SmolVLM: Redefining Small and Efficient Multimodal Models

SmolVLM Architecture. Images are split into subimages, frames are sampled from videos, and then encoded into visual features. These features are first rearranged via a pixel-shuffle operation, then mapped into the LLM input space as visual tokens using an MLP projection. Visual tokens are then concatenated/interleaved with text embeddings (orange/red). This combined sequence is passed to the LLM for text output.

SmolVLM is a series of compact, high-performing multimodal models introduced by HuggingFace and Stanford. Designed for resource-constrained environments, it challenges the traditional notion that only massive vision-language models (VLMs) can achieve state-of-the-art performance. For the Qwen25-VL model, while its performance is excellent, it typically requires around 15GB of VRAM and is primarily designed to run on GPUs. Although it can be quantized to Int4 using Intel's OpenVINO and run on Intel CPUs, the response time in this case exceeds 20 seconds. Therefore, there is a growing need for lightweight models that can operate quickly on CPUs or edge devices like mobile phones. In contrast, SmolVLM, when similarly quantized to Int4 and run on a CPU, delivers a response time of around 5 seconds.

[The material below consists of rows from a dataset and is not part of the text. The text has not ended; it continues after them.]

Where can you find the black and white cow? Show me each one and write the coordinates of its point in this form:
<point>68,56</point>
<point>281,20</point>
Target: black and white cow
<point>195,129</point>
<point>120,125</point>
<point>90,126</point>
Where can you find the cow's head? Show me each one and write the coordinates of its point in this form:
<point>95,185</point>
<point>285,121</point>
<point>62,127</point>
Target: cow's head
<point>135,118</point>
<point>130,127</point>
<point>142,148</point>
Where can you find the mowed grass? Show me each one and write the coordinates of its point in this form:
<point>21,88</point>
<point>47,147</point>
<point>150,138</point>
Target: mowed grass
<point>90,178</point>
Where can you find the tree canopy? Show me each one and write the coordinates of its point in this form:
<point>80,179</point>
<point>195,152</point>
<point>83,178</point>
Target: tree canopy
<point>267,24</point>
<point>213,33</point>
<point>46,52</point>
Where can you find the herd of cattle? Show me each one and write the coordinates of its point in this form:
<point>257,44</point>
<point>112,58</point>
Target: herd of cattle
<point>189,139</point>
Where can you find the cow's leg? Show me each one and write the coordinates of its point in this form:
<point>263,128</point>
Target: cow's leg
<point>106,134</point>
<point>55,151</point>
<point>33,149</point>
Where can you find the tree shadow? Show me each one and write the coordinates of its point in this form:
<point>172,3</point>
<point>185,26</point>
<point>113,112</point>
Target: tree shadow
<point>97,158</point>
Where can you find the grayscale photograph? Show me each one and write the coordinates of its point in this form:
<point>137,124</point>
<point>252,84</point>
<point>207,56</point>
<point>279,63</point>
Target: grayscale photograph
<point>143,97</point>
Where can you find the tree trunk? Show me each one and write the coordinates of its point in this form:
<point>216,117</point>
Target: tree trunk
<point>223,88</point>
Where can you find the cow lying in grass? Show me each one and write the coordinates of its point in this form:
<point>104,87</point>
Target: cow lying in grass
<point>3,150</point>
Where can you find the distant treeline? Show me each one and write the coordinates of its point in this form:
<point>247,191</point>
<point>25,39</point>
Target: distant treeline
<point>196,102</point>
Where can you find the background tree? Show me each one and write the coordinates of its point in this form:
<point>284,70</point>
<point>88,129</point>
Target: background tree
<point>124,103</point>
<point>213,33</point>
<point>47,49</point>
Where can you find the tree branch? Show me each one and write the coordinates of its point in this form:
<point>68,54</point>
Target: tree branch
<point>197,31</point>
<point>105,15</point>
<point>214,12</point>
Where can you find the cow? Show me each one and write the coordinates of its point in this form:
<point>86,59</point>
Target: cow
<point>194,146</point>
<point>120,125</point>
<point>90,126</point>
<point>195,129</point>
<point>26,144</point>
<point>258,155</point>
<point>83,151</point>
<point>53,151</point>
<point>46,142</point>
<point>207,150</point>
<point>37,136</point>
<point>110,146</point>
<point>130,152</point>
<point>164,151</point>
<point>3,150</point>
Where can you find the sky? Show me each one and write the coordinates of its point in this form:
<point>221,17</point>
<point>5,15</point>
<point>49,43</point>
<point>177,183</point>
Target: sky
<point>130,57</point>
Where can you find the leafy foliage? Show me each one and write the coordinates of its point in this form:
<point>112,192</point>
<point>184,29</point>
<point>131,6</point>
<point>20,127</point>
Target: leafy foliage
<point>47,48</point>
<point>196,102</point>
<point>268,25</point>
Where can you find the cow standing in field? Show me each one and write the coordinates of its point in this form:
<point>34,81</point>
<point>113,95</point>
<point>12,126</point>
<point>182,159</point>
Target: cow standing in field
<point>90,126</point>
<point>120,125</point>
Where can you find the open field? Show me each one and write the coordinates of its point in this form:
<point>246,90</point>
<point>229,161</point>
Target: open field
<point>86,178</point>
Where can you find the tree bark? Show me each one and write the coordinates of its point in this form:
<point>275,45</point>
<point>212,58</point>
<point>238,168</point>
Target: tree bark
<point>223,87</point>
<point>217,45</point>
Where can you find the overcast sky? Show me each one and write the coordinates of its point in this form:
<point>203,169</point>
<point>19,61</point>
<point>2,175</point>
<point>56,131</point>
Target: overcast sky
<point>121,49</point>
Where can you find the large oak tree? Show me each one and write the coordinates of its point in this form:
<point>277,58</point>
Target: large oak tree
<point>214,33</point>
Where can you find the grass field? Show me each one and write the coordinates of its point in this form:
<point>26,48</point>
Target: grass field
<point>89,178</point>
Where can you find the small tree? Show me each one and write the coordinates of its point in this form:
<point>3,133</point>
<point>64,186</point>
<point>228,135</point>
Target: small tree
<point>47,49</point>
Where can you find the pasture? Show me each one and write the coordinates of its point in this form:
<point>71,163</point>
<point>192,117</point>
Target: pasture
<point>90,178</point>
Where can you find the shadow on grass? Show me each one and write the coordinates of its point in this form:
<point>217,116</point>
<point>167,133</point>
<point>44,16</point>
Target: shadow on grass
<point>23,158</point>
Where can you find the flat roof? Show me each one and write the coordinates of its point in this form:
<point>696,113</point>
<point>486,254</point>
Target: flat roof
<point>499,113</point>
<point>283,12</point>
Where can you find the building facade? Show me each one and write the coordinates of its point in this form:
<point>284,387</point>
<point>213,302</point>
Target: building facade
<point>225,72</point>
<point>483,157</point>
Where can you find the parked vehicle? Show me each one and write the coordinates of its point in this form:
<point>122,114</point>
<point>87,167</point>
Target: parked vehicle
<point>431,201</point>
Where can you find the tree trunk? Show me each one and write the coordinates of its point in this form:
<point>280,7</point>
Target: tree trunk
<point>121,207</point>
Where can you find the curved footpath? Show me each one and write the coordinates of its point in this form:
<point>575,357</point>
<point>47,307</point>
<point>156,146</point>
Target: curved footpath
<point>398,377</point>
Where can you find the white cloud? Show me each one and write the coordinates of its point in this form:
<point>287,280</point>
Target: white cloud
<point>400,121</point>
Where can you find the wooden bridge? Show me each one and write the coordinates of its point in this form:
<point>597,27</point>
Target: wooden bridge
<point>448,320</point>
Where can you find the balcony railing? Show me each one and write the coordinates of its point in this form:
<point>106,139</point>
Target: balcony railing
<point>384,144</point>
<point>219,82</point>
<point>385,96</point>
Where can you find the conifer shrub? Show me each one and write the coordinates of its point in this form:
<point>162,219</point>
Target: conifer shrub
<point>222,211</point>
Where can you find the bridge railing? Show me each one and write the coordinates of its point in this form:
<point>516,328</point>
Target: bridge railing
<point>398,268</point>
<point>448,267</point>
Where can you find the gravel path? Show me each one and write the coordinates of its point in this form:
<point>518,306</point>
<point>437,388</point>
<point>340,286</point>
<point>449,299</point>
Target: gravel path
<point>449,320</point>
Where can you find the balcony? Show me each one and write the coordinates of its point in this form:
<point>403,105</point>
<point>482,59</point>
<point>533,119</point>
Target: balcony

1. Motivation and Objective

Large-scale VLMs like Flamingo and Idefics-80B offer impressive capabilities but demand extreme computational resources. SmolVLM addresses several key issues:

  • Excessive visual tokenization resulting in GPU inefficiency
  • Inheritance of large-model architectural patterns unsuited for small-scale deployment
  • Lack of optimized compute-memory balance for inference on-device


2. Architecture Overview

The SmolVLM pipeline integrates visual and textual modalities via the following stages:

  • Image Splitting & Frame Sampling: High-resolution images are split into sub-images; video inputs are downsampled temporally.
  • Vision Encoder (SigLIP): Frozen encoder generates rich embeddings.
  • Pixel Shuffle: Reduces token count by rearranging spatial information into depth channels.
  • MLP Projection: Projects visual features into the language model input space.
  • Multimodal Integration: Visual and text tokens are jointly processed using self-attention in SmolLM2.
Pixel shuffle: Rearranges encoded images, trading spatial resolution for increased channel depth. This reduces visual token count while preserving information density.


3. Architectural Insights

  • Balanced Parameter Allocation: A smaller LM benefits more from compact vision encoders.
  • Extended Context: Scaling the RoPE base allows up to 16k token contexts for larger models.
  • Pixel Shuffle: A ratio of 4 is most effective in small models due to lower attention complexity.
  • Frame Averaging: Found to harm video understanding—selective frame sampling is better.
Performance analysis of SmolVLM configurations. (Left) Impact of vision encoder and language model sizes. Smaller language models (135M) benefit less from larger vision encoders (SigLIP-SO-400M, 428M) compared to SigLIP-B/16 (93M), while larger language models gain more from powerful encoders. (Middle-left) Performance significantly improves with increased context lengths (2k to 16k tokens). (Middle-right) Optimal pixel shuffle factor (PS=2 vs. PS=4) varies by model size. (Right) Frame averaging reduces video performance, with a rapid decline as more frames are averaged. Metrics average CIDEr (captioning) and accuracy (visual question answering).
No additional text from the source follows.